- Born: November 12, 1925 Caiazzo, Italy
- Died: January 23, 2025 (aged 99)
- Education: Columbia University Brown University Northwestern University
- Known for: 98th president of the American Psychological Association
- Scientific career
- Fields: Health psychology

= Joseph Matarazzo =

American psychologist (1925–2025)

Giuseppe (Joseph) Dominic Matarazzo (November 12, 1925 – January 23, 2025) was an American psychologist and a past president of the American Psychological Association (APA). He chaired the first medical psychology department in the United States and has been credited with much of the early work in health psychology.

==Biography==

===Early life===
Matarazzo was born in Caiazzo, Italy. He attended school in New York and then joined the United States Navy. He attended Columbia University and Brown University before earning a PhD in clinical psychology at Northwestern University. Matarazzo had decided upon a career in psychology while talking with a physician aboard a naval ship.

===Career===
Early in his career, Matarazzo taught psychology at the Washington University School of Medicine and Harvard Medical School. From 1957 to 1996, Matarazzo was the founding chairman of the medical psychology department at Oregon Health Sciences University (OHSU), the first such department in the U.S. with administrative autonomy. In 1989, Matarazzo served as president of the APA. He was a professor emeritus at OHSU, where his research interests include behavioral cardiology and neuropsychology. He is credited with naming and laying the foundation for the field of health psychology. He was the first president of the APA's Division of Health Psychology in 1978.

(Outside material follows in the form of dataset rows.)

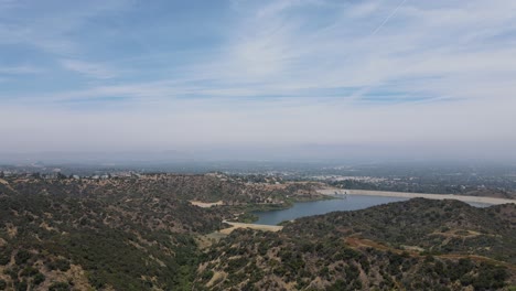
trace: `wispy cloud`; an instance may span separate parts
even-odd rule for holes
[[[0,66],[0,75],[39,74],[43,69],[34,66]]]
[[[119,140],[183,147],[516,144],[514,1],[233,1],[202,17],[173,3],[84,6],[0,21],[0,44],[13,46],[0,74],[34,64],[63,80],[0,89],[17,97],[10,107],[31,100],[76,126],[116,114],[135,129]]]
[[[94,64],[78,60],[62,60],[61,64],[65,69],[83,74],[87,77],[107,79],[117,75],[112,69],[103,64]]]

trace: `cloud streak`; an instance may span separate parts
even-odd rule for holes
[[[62,120],[49,134],[85,149],[516,146],[513,1],[238,1],[202,18],[164,3],[67,9],[76,18],[56,22],[0,10],[14,15],[0,21],[12,58],[0,74],[15,75],[0,89],[14,126],[0,133],[34,134],[0,150],[44,147],[40,131]],[[47,74],[24,78],[23,67]]]

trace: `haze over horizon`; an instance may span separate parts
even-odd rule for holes
[[[515,79],[510,0],[0,0],[0,162],[516,161]]]

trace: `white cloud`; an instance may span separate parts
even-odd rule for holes
[[[225,41],[202,58],[171,67],[169,76],[39,94],[51,115],[13,101],[0,115],[19,126],[0,126],[0,132],[40,132],[26,138],[33,144],[63,140],[64,131],[73,137],[66,147],[111,149],[381,144],[452,155],[464,149],[510,154],[516,146],[516,2],[261,3],[238,2],[241,19],[224,32]],[[126,69],[116,60],[61,64],[100,82]],[[390,93],[399,100],[367,99],[376,94],[389,100]],[[66,107],[114,96],[132,107]],[[42,121],[24,123],[28,115]],[[67,125],[42,136],[60,120]],[[6,149],[17,144],[8,142]]]
[[[61,65],[68,71],[94,78],[107,79],[117,76],[112,69],[103,64],[94,64],[78,60],[62,60]]]

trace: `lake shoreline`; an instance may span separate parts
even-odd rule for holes
[[[324,195],[337,194],[347,195],[366,195],[366,196],[383,196],[383,197],[400,197],[400,198],[428,198],[428,200],[458,200],[469,203],[482,203],[491,205],[499,205],[513,203],[516,204],[516,200],[508,198],[496,198],[496,197],[484,197],[484,196],[466,196],[466,195],[453,195],[453,194],[428,194],[428,193],[409,193],[409,192],[390,192],[390,191],[373,191],[373,190],[344,190],[344,188],[323,188],[318,191]]]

In addition to his service with the APA, Matarazzo has served as president of the American Psychological Foundation, the Oregon Mental Health Association, the International Council of Psychologists, the Academy of Behavioral Medicine Research and the American Association of State Psychology Boards.

===Legacy===
The Joseph D. Matarazzo Award for Distinguished Contributions to Psychology in Academic Health Centers is awarded by the Association of Psychologists in Academic Health Centers to recognize "outstanding psychologists whose work in medical school and health care settings has enhanced the roles of psychologists in education, research, and clinical care."

In 2015, Newsweek mentioned Matarazzo in an article on the involvement of APA officials in U.S. interrogation programs and torture. When psychologists had complained about the involvement of their profession in such interrogation programs, Matarazzo had authored a memo stating that sleep deprivation did not amount to torture. He later held owned shares in a company that had designed the interrogation programs.

==Personal life and death==
Matarazzo's wife Ruth was also a psychologist. She was a professor emerita at OHSU. He died on January 23, 2025, at the age of 99.